China-Iran Trade Report (November 2022)
Surge in Chinese Exports
New data released by the General Administration of Customs of the People’s Republic of China (GACC) for November 2022 shows a surge in Chinese exports to Iran, moving Tehran’s trade deficit back to July 2022 peak level.
In November, Chinese exports to Iran totalled $935 million, marking a 50% increase compared to October. November’s growth was mainly driven by the export of electric appliances (HS Chapter 85) to Iran. Total exports in this category rose to $240 million—a level last seen in the first quarter of 2018.
In November, Chinese imports from Iran declined further, falling to a 24-month-low of $326 million. Although the current trend reflects China’s zero oil imports from Iran, Chinese imports of ores, slag, and ash (HS Chapter 26) and organic chemicals (HS Chapter 29) declined substantially compared to October 2022. In November, the value of imported plastic articles (HS Chapter 39) fell to $139 million, the lowest monthly level this year. China’s early December decision to relax the zero-COVID policy will represent an import test for Sino-Iranian trade: Iranian exports to China may rise following the anticipated resurgence in Chinese domestic demand.

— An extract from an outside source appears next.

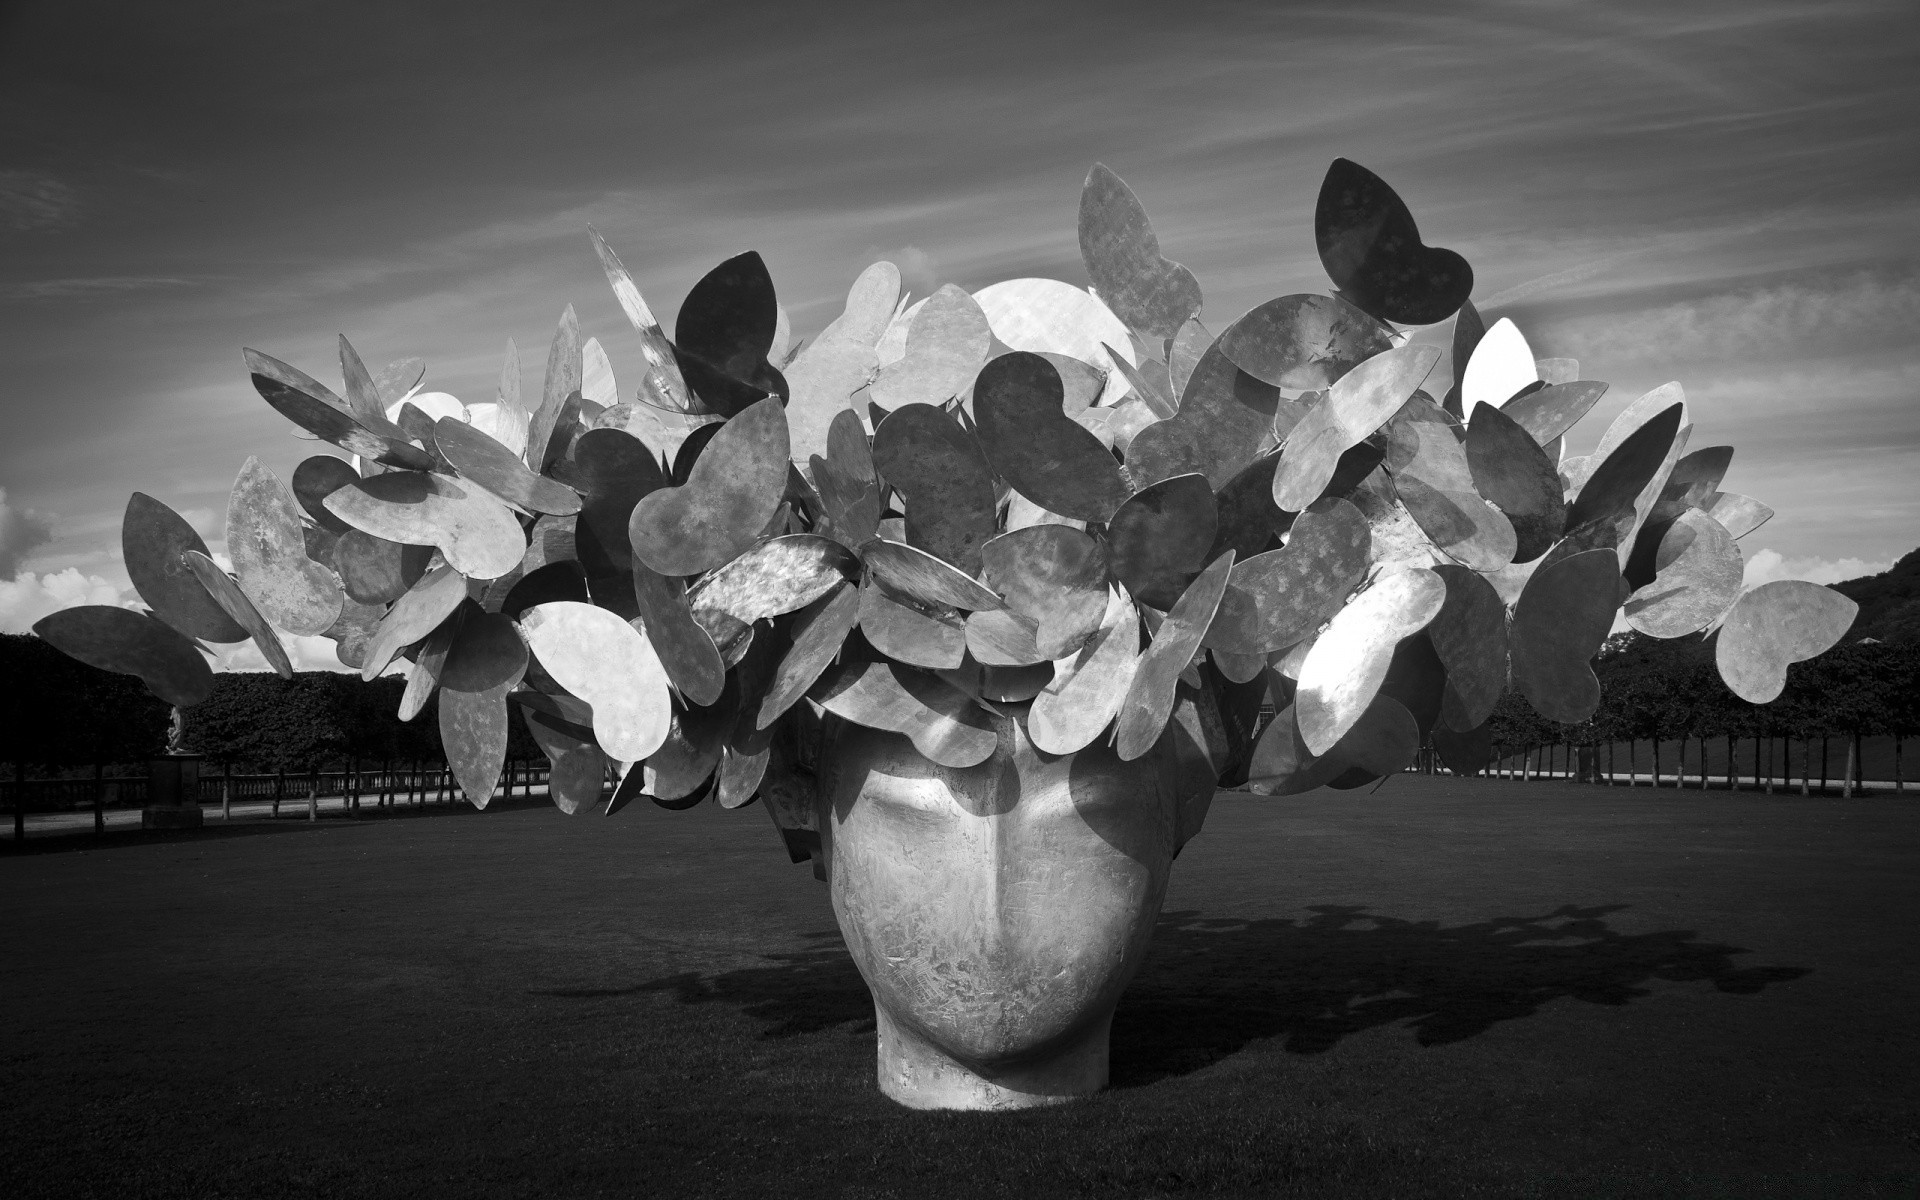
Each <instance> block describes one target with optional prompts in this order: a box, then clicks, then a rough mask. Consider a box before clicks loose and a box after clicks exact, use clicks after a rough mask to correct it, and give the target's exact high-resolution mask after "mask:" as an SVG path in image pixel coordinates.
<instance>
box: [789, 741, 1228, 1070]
mask: <svg viewBox="0 0 1920 1200" xmlns="http://www.w3.org/2000/svg"><path fill="white" fill-rule="evenodd" d="M820 760H822V778H820V789H818V797H820V799H818V810H816V828H818V829H820V839H822V856H824V866H826V874H828V879H829V883H831V893H833V914H835V918H837V920H839V925H841V933H843V935H845V937H847V945H849V948H851V950H852V956H854V962H856V964H858V966H860V973H862V975H864V977H866V981H868V987H870V989H872V993H874V1002H876V1010H877V1020H879V1023H881V1087H883V1089H887V1091H889V1094H895V1098H899V1100H902V1102H908V1104H912V1102H916V1100H914V1098H912V1096H908V1094H900V1092H902V1089H904V1091H912V1081H906V1083H902V1081H900V1079H895V1081H893V1087H889V1077H887V1075H889V1062H887V1058H889V1039H891V1041H893V1043H895V1050H897V1054H895V1056H899V1052H908V1056H914V1054H920V1056H922V1058H925V1056H929V1054H931V1058H935V1060H950V1062H941V1064H939V1068H941V1069H943V1071H948V1073H950V1071H962V1069H964V1071H972V1073H975V1075H985V1077H996V1075H1006V1073H1014V1075H1020V1073H1021V1071H1025V1073H1029V1075H1031V1073H1033V1069H1035V1066H1037V1064H1044V1060H1048V1058H1052V1056H1062V1054H1064V1056H1069V1058H1071V1056H1075V1046H1081V1044H1091V1043H1096V1044H1098V1079H1094V1081H1092V1085H1091V1087H1087V1089H1085V1091H1092V1089H1096V1087H1100V1085H1102V1083H1104V1081H1106V1025H1108V1021H1110V1020H1112V1010H1114V1002H1116V1000H1117V998H1119V993H1121V989H1125V985H1127V979H1129V977H1131V975H1133V972H1135V968H1137V966H1139V962H1140V958H1142V954H1144V950H1146V943H1148V939H1150V935H1152V925H1154V918H1156V916H1158V914H1160V902H1162V897H1164V895H1165V885H1167V868H1169V866H1171V862H1173V854H1175V851H1177V847H1179V843H1181V841H1183V839H1185V837H1183V831H1185V833H1190V831H1192V829H1194V828H1198V820H1200V816H1202V814H1204V806H1206V803H1208V801H1210V799H1212V795H1213V768H1212V764H1208V760H1206V756H1204V753H1200V751H1198V747H1196V745H1194V743H1192V741H1190V739H1187V737H1185V733H1183V730H1181V726H1179V724H1175V726H1173V728H1169V733H1167V737H1164V739H1162V743H1160V745H1156V747H1154V751H1150V753H1148V755H1146V756H1142V758H1139V760H1135V762H1121V760H1119V758H1117V756H1116V755H1114V751H1112V749H1108V747H1106V745H1094V747H1089V749H1085V751H1079V753H1077V755H1066V756H1052V755H1043V753H1041V751H1037V749H1035V747H1033V743H1031V741H1027V737H1025V732H1023V730H1021V728H1020V722H1018V718H1008V720H1004V724H1002V728H1000V747H998V751H996V753H995V756H993V758H989V760H987V762H983V764H979V766H973V768H964V770H952V768H943V766H937V764H933V762H929V760H925V758H922V756H920V755H918V753H916V751H914V749H912V743H908V741H906V739H904V737H900V735H895V733H883V732H876V730H866V728H860V726H851V724H837V728H835V730H831V733H829V745H828V747H826V749H824V753H822V756H820ZM1183 801H1185V804H1183ZM902 1043H904V1046H906V1050H902ZM912 1066H914V1064H906V1066H904V1068H902V1066H900V1064H895V1068H897V1069H895V1073H897V1075H899V1071H900V1069H906V1071H908V1073H912ZM1087 1069H1091V1068H1089V1066H1087V1064H1081V1073H1085V1071H1087ZM925 1071H927V1064H920V1073H922V1075H925ZM1043 1073H1044V1071H1043Z"/></svg>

Consistently with the trend that began in July 2022, the value of Chinese declared imports of Iranian oil remained close to zero in November. However, China’s crude imports from the UAE and Malaysia continue to grow, reaching a 24-month-high at $4.13 and $3.96 billion, respectively. In recent years, China has used the UAE and Malaysia as intermediaries to import undeclared Iranian oil. Malaysia is also reportedly used by Beijing as a transfer point for Russian crude. November’s high oil imports from the UAE and Malaysia suggest that Iranian crude is retaining its share in the supply basket of Chinese teapot refineries despite the competition of Russian oil.